A key U.S. air base in the Middle East has received its first counter-drone quadcopters for extra security and perimeter defense.
Members of the 379th Expeditionary Security Forces Squadron at Al Udeid Air Base, Qatar, have begun implementing counter-small unmanned aerial systems, or CUAS, for additional surveillance and to thwart enemy drones that could wreak havoc on the base's critical operation areas, according to a news release.
Al Udeid is the first U.S. Central Command base to receive the drones, which include quadcopters and hexacopters, according to accompanying photos. The base flew test demonstrations using the new drones in March.
"The goal of the program is to build countermeasures for Al Udeid that would pose as a last line of defense against all small UAS threats," Staff Sgt. Ryan Walters, of the 379th Expeditionary Security Forces Squadron, said in the release. He is the noncommissioned officer in charge of the CUAS program.
Walters said operators must spend 12 to 15 hours training on the drones before they can use them for the base defense mission. As part of a 40-hour course requirement, the instruction also includes how to employ onboard cameras that can track and locate potential threats.
Some bases have already invested in defenses against small unmanned aircraft.

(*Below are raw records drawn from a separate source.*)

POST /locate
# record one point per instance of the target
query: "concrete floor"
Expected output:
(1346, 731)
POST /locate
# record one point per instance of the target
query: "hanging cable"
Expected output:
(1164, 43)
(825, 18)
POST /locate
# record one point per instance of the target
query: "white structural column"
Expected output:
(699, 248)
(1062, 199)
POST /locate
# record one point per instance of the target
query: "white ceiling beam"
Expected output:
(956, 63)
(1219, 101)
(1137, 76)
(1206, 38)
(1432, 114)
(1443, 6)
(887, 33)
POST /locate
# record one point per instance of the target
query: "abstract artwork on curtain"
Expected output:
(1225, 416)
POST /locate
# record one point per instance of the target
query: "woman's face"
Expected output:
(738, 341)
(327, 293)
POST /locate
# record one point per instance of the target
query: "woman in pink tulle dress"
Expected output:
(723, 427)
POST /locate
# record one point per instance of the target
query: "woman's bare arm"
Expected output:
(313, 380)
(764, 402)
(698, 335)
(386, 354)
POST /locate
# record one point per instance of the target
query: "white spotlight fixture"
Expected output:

For the past several years, combat units overseas have been equipped with drone-disabling systems such as Dedrone's DroneDefender, a shoulder-fired weapon that disables them with radio waves. U.S. Strategic Command, which oversees America's nuclear arsenal, and Air Force Global Strike Command in 2019 began using "a command-and-control capability integrated with some detection and some jamming," according to Steve Wert, the Air Force's digital program executive officer, as reported by Air Force Magazine.
In December, Travis Air Force Base in California received its first quadcopter drone, made by Easy Aerial, which will allow base security to analyze and relay a potential threat to airmen before they head out to a scene.
The initiatives are part of the military's efforts to better safeguard bases and prevent attacks amid rising threats from small drones -- no matter their sophistication -- designed to disrupt operations or spy on aircraft.
Swarms of drones devastated Saudi Arabia's huge Abqaiq oil production facility and the nearby Al Khurais oil field in September 2019, initially knocking out about five million barrels of oil production per day, according to Saudi defense officials.
That same year, then-Under Secretary of Defense for Acquisition and Sustainment Ellen Lord announced that the Defense Department had established an office focused on the growing challenge of targeting often-lethal adversary drones.